Wrapped up in satire, a serious lesson about the fine line between success and scandal

Dickie Pentecost is sacked from his job as diplomatic editor of a newspaper and begins a downward spiral into the dubious world of public relations

Ferdinand Mount. [Getty Images] 
issue 02 October 2021

Have you heard of champing? Neither had I. Turns out it’s camping in a field beside a deserted church. When it rains, you abandon your flimsy tent and instead bed down in the hushed aisles. At the beginning of Ferdinand Mount’s new novel, Making Nice, Dickie Pentecost and his wife Jane, together with their daughters Flo and Lucy, are doing just that. In the morning they meet fellow champer Ethel, short for Ethelbert, a bewitching man with stony eyes and sticking-up hair. ‘Ethel,’ says Dickie. ‘I suppose they could have shortened it to Bert instead.’

After losing his job as the diplomatic editor of a national newspaper (‘Who needs diplomatic briefings on Chatham House Terms when it’s all out on social media and the Foreign Secretary himself is tweeting like a bloody blue tit?’), Dickie is hired as director of public affairs at Ethel’s dodgy PR firm Making Nice.
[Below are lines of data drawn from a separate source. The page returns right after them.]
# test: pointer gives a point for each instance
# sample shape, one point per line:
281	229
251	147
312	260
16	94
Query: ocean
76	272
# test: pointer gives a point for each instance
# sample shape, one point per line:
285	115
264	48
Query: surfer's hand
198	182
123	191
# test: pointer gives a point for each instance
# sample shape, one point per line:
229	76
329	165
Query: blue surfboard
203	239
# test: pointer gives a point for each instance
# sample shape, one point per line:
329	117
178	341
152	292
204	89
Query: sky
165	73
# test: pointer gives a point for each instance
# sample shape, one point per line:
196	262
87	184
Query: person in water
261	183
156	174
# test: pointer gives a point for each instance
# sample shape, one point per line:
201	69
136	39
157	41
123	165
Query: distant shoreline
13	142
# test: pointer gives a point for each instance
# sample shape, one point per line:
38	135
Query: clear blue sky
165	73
From Osmotherley House, also known as Smothers, Ethel and his equally eccentric gang are seeking to engineer a paradigm shift:

You see, Dickie, capitalism may be the only game left in town, but it’s not a game people like playing much […] the ambition is to transform the System into a game you can’t help falling in love with.

And so begins Dickie’s downward spiral into the dubious world of public relations.